Cholesky nan vs not PD

Albert_T · August 25, 2023, 3:42am

I sometimes get nans in matrices when calling torch.linalg.cholesky. Other times, I get an error message that the matrix is not PD. Under what conditions does cholesky return nan vs throwing a PD error?

andyhahaha · September 5, 2024, 7:10am

I have the same issue.
When I run torch.linalg.cholesky with the same hessian on different GPU server, the behavior is different.
For a6000 GPU, it just return matrix with NaN.
For RTX8000 GPU, it show error message: "LinAlgError: linalg.cholesky: (Batch element 0): The factorization could not be completed because the input is not positive-definite (the leading minor of order 1 is not positive-definite).
"

Is it the bug that torch.linalg.cholesky sometimes doesn’t catch non PD matrix and just generate NaN matrix?

Thanks,
Po-Yu Huang

Soumya_Kundu · September 5, 2024, 2:39pm

Based on this small testing below:

import torch

def test_cholesky_decomposition():
    results = []

    # Test 1: Valid positive definite matrix
    A = torch.tensor([[2.0, 1.0], [1.0, 2.0]])
    try:
        L = torch.linalg.cholesky(A)
        results.append(("Valid PD Matrix", torch.allclose(torch.mm(L, L.t()), A)))
    except Exception as e:
        results.append(("Valid PD Matrix", f"Failed: {str(e)}"))

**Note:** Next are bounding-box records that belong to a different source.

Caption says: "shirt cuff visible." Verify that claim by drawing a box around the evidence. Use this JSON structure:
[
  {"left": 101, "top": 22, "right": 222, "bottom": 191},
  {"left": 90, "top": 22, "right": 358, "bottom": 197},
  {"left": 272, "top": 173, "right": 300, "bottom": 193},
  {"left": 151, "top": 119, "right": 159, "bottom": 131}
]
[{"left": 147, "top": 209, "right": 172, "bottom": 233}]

    # Test 2: Not positive definite matrix
    A = torch.tensor([[1.0, 2.0], [2.0, 1.0]])
    try:
        torch.linalg.cholesky(A)
        results.append(("Not PD Matrix", "Failed to raise error"))
    except Exception as e:
        results.append(("Not PD Matrix", "not positive-definite" in str(e)))

    # Test 3: Matrix with NaN
    A = torch.tensor([[1.0, float('nan')], [float('nan'), 1.0]])
    try:
        L = torch.linalg.cholesky(A)
        results.append(("Matrix with NaN", torch.isnan(L).all()))
    except Exception as e:
        results.append(("Matrix with NaN", f"Raised exception: {str(e)}"))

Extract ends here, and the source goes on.